# Peavey Sheffield 1200 equiv.



## Leuchty (May 21, 2009)

Hey 

Just wanted to know what they're equivalent to. I heard Greenbacks but that was mainly quickly scrolling through the HC forums  after a search on google.

I hate reading HC forums  and there are smarter and more sensible answers here.

thanks guys.


----------



## sami (May 21, 2009)

Well supposedly, the 5150/6505 Sheffield 1200's are SUPPOSED to be modeled after EVH's very worn greenbacks. But I believe the 1200's were around before Peavey made 5150's?


----------



## groph (May 21, 2009)

I typically hear the comparison to Vintage 30's, but the Sheffield's have more bottom end. No first hand experience comparing the two, though.


----------



## budda (May 21, 2009)

Dunno about the number, but I emailed peavey and the XXX labeled sheffields are slightly tweaked V30's in terms of sound.


----------



## warped (May 21, 2009)

I went from a Peavey 5150 cab to a Mesa Recto OS Cab and they sound very different to me. 5150 with Sheffields would really woof/fart out with any reasonable amount of bass dialed it, it was harsh in the high end and very raw sounding compared to the mesa which instantly sounded bigger, fuller, smoother and more toneful. I know a lot maybe due to cab construction not just speakers - anyway - I've used both and wouldn't touch a Peavey/Sheffield cab/speaker again. Sorry - I haven't really answered your question, but I saw you have a Mesa cab too so thought I'd add my 2c


----------



## sami (May 21, 2009)

Yep, the slant cabs fart because of the wood block just rests against the back panel. Just putting foam between will get rid of that.


----------



## warped (May 22, 2009)

sami said:


> Yep, the slant cabs fart because of the wood block just rests against the back panel. Just putting foam between will get rid of that.

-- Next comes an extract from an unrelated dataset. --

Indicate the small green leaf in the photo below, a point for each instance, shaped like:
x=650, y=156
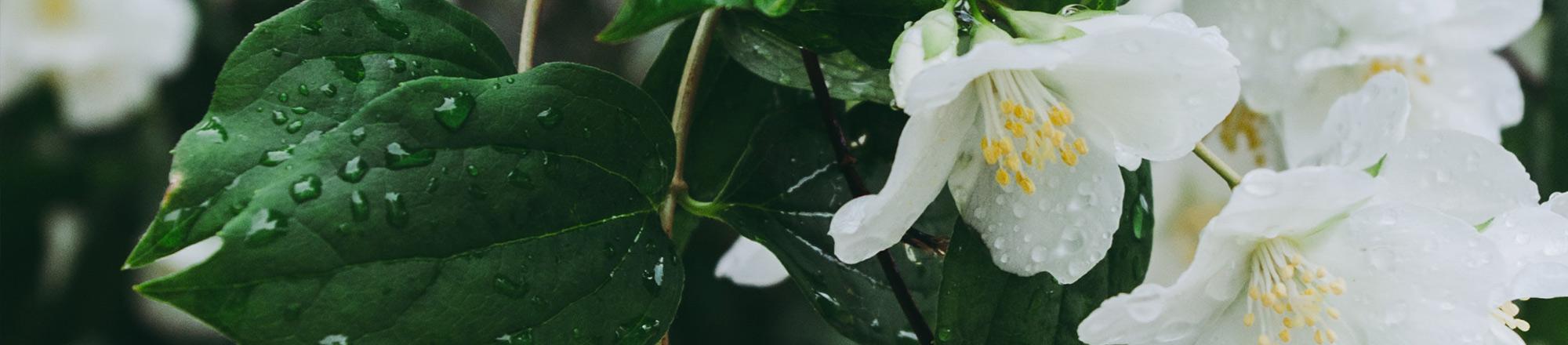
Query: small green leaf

I had a foam block, and I put a screw through the back panel into that block - it just couldn't keep it together in the low end. We were tuning to G# which I don't supposed the original makers of the cab ever intended it to be replicating, but the Mesa handles it pretty well (could be a little tighter?), the peavey couldn't.


----------



## sami (May 22, 2009)

Ahh, yeah that's prolly it! lol. The straight cabs don't have that problem.


----------



## Leuchty (May 22, 2009)

sami said:


> Well supposedly, the 5150/6505 Sheffield 1200's are SUPPOSED to be modeled after EVH's very worn greenbacks. But I believe the 1200's were around before Peavey made 5150's?


 
Thats pretty much what I heard aswell. Thanks Sami!



budda said:


> Dunno about the number, but I emailed peavey and the XXX labeled sheffields are slightly tweaked V30's in terms of sound.


 
Perhaps 1230? not sure either. cheers tho Justin.



warped said:


> I went from a Peavey 5150 cab to a Mesa Recto OS Cab and they sound very different to me. 5150 with Sheffields would really woof/fart out with any reasonable amount of bass dialed it, it was harsh in the high end and very raw sounding compared to the mesa which instantly sounded bigger, fuller, smoother and more toneful. I know a lot maybe due to cab construction not just speakers - anyway - I've used both and wouldn't touch a Peavey/Sheffield cab/speaker again. Sorry - I haven't really answered your question, but I saw you have a Mesa cab too so thought I'd add my 2c


 
Thats cool 2c are always welcome .

When I changed to a mesa cab. It really seemed like the 6505 cab was hiding half of the tone. V30's seem so much more crisp to the sheffies.

I was running a fair amount of treble and pres with the sheffies than changed cabs, left the settings and felt blood running from my ears.


----------